Deep Generative Modeling for Single-cell Transcriptomics
Posted on
model the observed expression $x_{ng}$ of each gene $g$ in each cell $n$ as a sample drawn from a zero-inflated negative binominal (ZINB) distribution $p(x_{ng}\mid z_n, s_n, \ell_n)$
- $s_n$: batch annotation of each cell (if available)
- $z_n,\ell_n$: unobserved random variables
- $\ell_n$: one-dimensional Gaussian that represents nuisance variation due to differences in capture efficiency and sequencing depth, and serves as a cell-specific scaling factor
- $z_n$: low-dimensional vector of Gaussian representing the remaining variation, which should better reflect biological differences between cells. use it to represent each cell as a point in a low-dimensional latent space that served for visualization and clustering
a neural network maps the latent variables to the parameters of the ZINB distribution.
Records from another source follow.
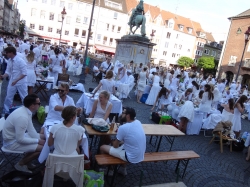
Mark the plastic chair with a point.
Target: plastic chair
(65, 166)
(4, 150)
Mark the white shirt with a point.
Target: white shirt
(15, 68)
(133, 136)
(66, 138)
(54, 101)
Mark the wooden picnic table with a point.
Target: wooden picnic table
(169, 131)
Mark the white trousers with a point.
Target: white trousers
(11, 90)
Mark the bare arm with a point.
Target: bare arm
(51, 139)
(108, 112)
(92, 114)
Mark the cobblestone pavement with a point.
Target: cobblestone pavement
(211, 169)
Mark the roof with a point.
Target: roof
(243, 14)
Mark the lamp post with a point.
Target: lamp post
(82, 76)
(63, 13)
(247, 34)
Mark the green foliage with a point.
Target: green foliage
(206, 63)
(185, 61)
(22, 27)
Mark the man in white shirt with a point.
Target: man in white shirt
(132, 137)
(57, 103)
(17, 71)
(106, 66)
(19, 133)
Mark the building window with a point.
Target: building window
(232, 61)
(99, 36)
(115, 15)
(166, 44)
(50, 29)
(33, 12)
(168, 35)
(62, 3)
(85, 20)
(53, 2)
(78, 19)
(119, 29)
(76, 32)
(83, 34)
(40, 28)
(68, 20)
(51, 16)
(206, 51)
(42, 14)
(70, 6)
(32, 26)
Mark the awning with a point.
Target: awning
(104, 48)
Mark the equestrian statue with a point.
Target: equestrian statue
(138, 19)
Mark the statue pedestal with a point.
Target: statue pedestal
(134, 47)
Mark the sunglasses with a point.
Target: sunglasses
(59, 90)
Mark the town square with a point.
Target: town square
(124, 93)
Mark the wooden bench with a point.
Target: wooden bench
(182, 157)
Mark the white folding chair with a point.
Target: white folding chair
(4, 150)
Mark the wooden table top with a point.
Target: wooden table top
(149, 129)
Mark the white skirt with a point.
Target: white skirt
(31, 77)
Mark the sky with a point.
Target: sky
(211, 14)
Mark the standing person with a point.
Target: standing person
(207, 99)
(106, 66)
(17, 71)
(141, 83)
(19, 133)
(132, 136)
(239, 109)
(154, 90)
(31, 68)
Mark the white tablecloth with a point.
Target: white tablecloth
(46, 149)
(87, 102)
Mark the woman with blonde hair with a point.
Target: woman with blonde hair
(107, 84)
(31, 68)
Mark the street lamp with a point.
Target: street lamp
(247, 37)
(63, 13)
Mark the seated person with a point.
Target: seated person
(66, 136)
(19, 133)
(101, 107)
(132, 137)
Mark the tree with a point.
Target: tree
(206, 62)
(22, 28)
(185, 61)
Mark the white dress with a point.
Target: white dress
(206, 104)
(236, 121)
(154, 91)
(142, 81)
(31, 76)
(66, 138)
(187, 111)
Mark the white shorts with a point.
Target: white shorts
(118, 152)
(27, 148)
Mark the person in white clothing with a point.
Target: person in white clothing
(66, 136)
(19, 133)
(132, 139)
(17, 71)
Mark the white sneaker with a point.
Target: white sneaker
(23, 168)
(122, 171)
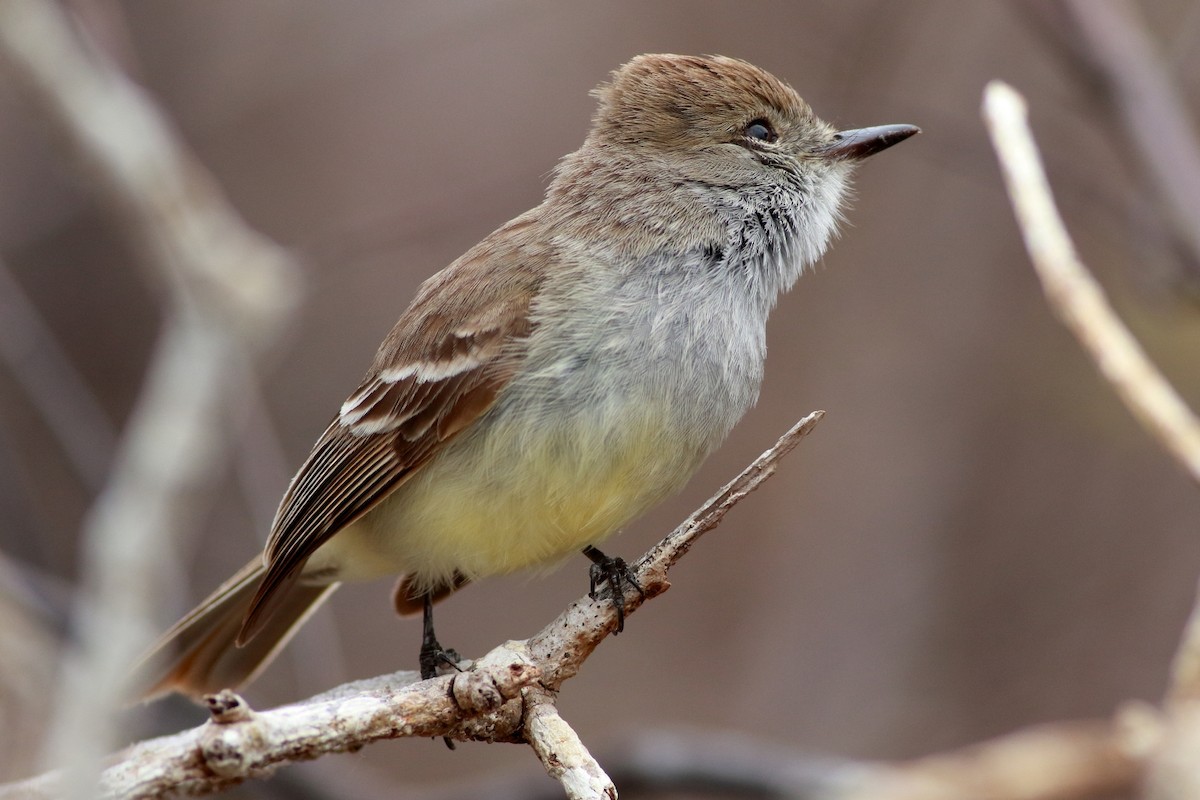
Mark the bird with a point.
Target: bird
(567, 373)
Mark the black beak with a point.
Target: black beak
(859, 144)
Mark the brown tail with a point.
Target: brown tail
(197, 656)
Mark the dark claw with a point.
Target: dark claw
(615, 572)
(433, 655)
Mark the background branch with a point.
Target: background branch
(480, 704)
(228, 292)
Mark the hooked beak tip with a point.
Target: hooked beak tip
(861, 143)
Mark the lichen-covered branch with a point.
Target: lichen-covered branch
(228, 290)
(484, 703)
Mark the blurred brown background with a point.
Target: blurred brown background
(976, 539)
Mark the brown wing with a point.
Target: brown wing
(442, 366)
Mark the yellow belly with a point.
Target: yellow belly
(504, 501)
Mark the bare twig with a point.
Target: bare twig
(483, 705)
(1170, 764)
(587, 623)
(229, 290)
(1144, 95)
(238, 744)
(559, 750)
(1075, 295)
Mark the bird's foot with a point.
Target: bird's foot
(615, 572)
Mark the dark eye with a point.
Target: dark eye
(760, 130)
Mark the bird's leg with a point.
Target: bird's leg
(433, 655)
(616, 573)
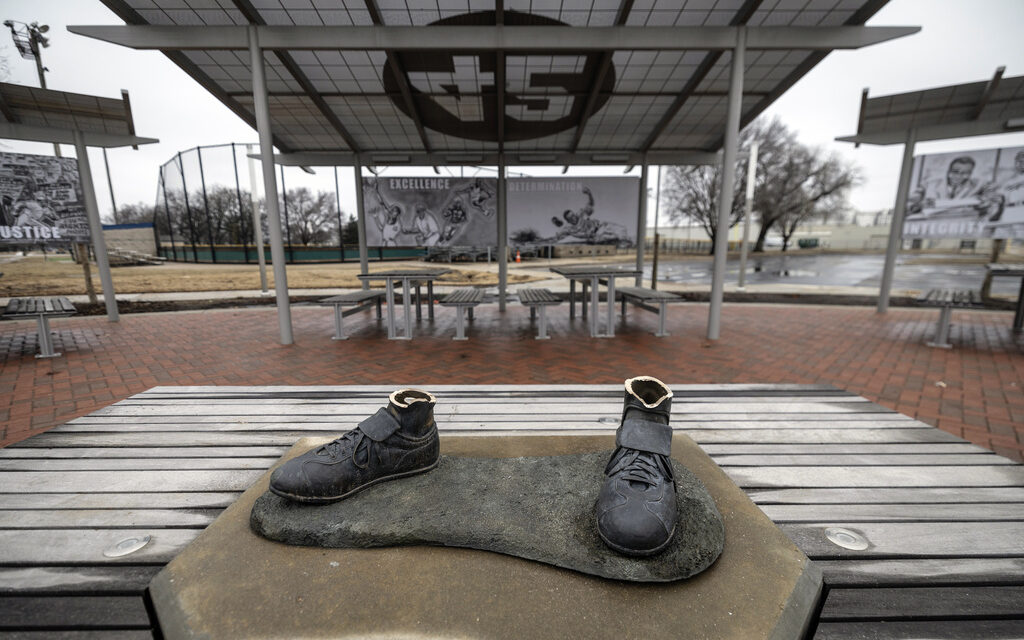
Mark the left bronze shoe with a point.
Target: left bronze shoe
(398, 440)
(636, 509)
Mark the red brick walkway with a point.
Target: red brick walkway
(975, 390)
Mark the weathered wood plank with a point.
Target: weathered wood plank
(127, 464)
(893, 603)
(945, 571)
(741, 411)
(495, 390)
(865, 449)
(71, 481)
(912, 540)
(51, 634)
(469, 422)
(170, 500)
(928, 495)
(75, 611)
(902, 630)
(28, 547)
(894, 512)
(81, 580)
(107, 518)
(142, 452)
(808, 477)
(227, 438)
(472, 402)
(864, 460)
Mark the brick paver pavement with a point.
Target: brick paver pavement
(974, 390)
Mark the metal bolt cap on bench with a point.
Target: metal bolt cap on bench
(398, 440)
(636, 509)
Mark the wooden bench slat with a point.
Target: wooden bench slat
(68, 580)
(946, 629)
(531, 297)
(648, 294)
(353, 297)
(82, 611)
(944, 602)
(465, 296)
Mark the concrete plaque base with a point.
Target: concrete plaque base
(539, 508)
(230, 583)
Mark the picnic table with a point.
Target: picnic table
(941, 520)
(593, 274)
(1012, 270)
(42, 309)
(409, 278)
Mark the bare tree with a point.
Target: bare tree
(311, 219)
(794, 183)
(807, 184)
(691, 193)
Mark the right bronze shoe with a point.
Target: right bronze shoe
(636, 509)
(398, 440)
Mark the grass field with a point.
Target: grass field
(34, 275)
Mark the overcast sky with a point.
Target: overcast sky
(960, 42)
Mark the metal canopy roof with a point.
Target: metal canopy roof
(48, 116)
(439, 107)
(982, 108)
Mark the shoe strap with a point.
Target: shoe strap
(379, 426)
(645, 435)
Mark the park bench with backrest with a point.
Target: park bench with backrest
(358, 300)
(646, 299)
(42, 309)
(462, 299)
(946, 299)
(539, 299)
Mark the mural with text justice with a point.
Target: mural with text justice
(41, 200)
(978, 194)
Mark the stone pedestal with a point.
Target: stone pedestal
(230, 583)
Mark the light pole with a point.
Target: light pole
(30, 40)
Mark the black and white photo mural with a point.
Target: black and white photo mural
(978, 194)
(430, 211)
(41, 201)
(573, 211)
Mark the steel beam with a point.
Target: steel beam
(309, 91)
(12, 131)
(896, 229)
(262, 109)
(95, 227)
(641, 227)
(484, 38)
(934, 132)
(728, 179)
(540, 158)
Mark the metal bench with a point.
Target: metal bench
(358, 299)
(539, 298)
(463, 299)
(946, 299)
(42, 309)
(643, 298)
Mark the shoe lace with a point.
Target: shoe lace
(637, 466)
(354, 443)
This mapping goes through intermediate values $\rho_g^n$, which provide a batch-corrected, normalized estimate of the percentage of transcripts in each cell $n$ that originate from each gene $g$
use these estimates for differential expression analysis and its scaled version (multiplying $\rho_g^n$ by the estimated library size $\ell_n$) for imputation
derive an approximation for the posterior distribution of the latent variables $q(z_n,\log \ell_n\mid x_n, s_n)$ by training another neural network using variational inference and a scalable stochastic optimization procedure.